Listen to Robert Frost Read His Poems

Recordings offer a chance to really listen to the meaning behind classics like “The Road Not Taken”

Robert Frost
Robert Frost in 1941 Fred Palumbo, Library of Congress

"Two roads diverged in a yellow wood…" is the start of perhaps one of the best-known, most-quoted poems in American history. While the poem, Robert Frost's "The Road Not Taken," might have become favorite fodder for inspirational quotes and posters, a reading of the whole piece reveals it offers a much more ambiguous message about uncertainty and the stories we tell ourselves.

David C. Ward, senior historian at the National Portrait Gallery explores the poem here, but the true meaning also becomes clear with a listen to Frost reading his own work. The poet's voice is a little croaky and tired-sounding as his traveler contemplates those two roads. Sighs and hesitations convey the real message.
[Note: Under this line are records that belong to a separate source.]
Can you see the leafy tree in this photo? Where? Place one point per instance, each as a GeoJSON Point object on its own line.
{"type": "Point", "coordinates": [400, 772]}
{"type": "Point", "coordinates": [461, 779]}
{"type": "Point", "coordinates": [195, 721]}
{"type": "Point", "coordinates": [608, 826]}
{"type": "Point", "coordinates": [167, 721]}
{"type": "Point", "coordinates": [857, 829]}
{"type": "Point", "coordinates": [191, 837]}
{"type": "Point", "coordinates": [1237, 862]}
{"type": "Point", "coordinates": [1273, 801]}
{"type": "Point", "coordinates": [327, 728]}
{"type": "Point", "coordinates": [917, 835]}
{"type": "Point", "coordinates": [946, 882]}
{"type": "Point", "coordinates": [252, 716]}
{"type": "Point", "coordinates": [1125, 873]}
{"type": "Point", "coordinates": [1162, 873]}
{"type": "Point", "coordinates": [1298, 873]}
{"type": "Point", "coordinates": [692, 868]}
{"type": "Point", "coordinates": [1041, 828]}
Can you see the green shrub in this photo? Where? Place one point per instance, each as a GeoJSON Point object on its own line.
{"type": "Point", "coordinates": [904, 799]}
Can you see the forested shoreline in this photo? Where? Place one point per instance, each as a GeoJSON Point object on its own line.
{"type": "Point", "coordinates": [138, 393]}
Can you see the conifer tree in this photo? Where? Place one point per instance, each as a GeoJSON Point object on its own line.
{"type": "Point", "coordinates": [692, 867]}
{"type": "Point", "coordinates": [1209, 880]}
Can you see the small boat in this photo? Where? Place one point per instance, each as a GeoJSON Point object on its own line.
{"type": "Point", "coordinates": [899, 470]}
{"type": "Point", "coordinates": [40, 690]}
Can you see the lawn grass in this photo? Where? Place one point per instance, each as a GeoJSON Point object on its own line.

To hear a literary work in the author's own voice is a treat and can ignite new feelings about the words. That's the pleasure in listening to Frost narrate a collection of his own poems curated by Open Culture. Writer and musician Josh Jones explains that the collection is now available as two Spotify albums. One was created in 1951 by the The National Council of Teachers of English, the other comes from Harper Audio and was recorded in 1956. Both offer a chance to re-evaluate what you thought you knew about the famous poet. Jones writes:

Frost is a prickly, challenging, even somewhat devious character whose pleasingly musical lines and quaint, pastoral images lure readers into poems that harbor much less cheerful attitudes than they expect to find, and much more complex and mature ideas. 

In "Mending Wall," Frost sounds almost accusatory as he tells of the gaps in a stone wall. "No one has seen them made or heard them made," he complains. Then he admonishes the stones that he and a neighbor have replaced, telling them to: "stay where you are until our backs are turned!"

Also featured are readings of "Nothing Gold Can Stay," "Fire and Ice," "Birches," and others. There's even some overlap between the two collections, so those with a keen ear can compare the variations between different readings.